Well it is a well known question. Consider the below
EmployeeID EmployeeName Department Salary
----------- --------------- --------------- ---------
1 T Cook Finance 40000.00
2 D Michael Finance 25000.00
3 A Smith Finance 25000.00
4 D Adams Finance 15000.00
5 M Williams IT 80000.00
6 D Jones IT 40000.00
7 J Miller IT 50000.00
8 L Lewis IT 50000.00
9 A Anderson Back-Office 25000.00
10 S Martin Back-Office 15000.00
11 J Garcia Back-Office 15000.00
12 T Clerk Back-Office 10000.00
We need to find out the second highest salary
With Cte As
(
Select
level
,Department
,Max(Salary)
From plc2_employees
Where level = 2
Connect By Prior (Salary) > Salary)
Group By level,Department
)
Select
Employeeid
,EmployeeName
,Department
,Salary
From plc2_employees e1
Inner Join Cte e2 On e1.Department = e2.Department
Order By
e1.Department
, e1.Salary desc
,e1.EmployeeID
is somehow not working... I am not getting the correct result. Could anyone please help me out.
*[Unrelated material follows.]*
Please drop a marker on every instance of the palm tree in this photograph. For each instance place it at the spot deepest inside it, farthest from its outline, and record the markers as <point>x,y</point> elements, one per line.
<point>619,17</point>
If you're going to teach yourself how to deal with CONNECT BY, you should first find a problem that is suited to the construct. CONNECT BY is meant for processing data that's in a hierarchical form, which your example is not. Salaries are not related to each other in a hierarchical fashion. Trying to force-fit a construct on the wrong problem is frustrating and doesn't really teach you anything.
Take a look at the classic employee-manager relationship in the demo HR schema you can install with Oracle. All employees report to a manager, including managers (except the top guy). You can then use this schema to create a query to show, for example, the Organization Chart for the company.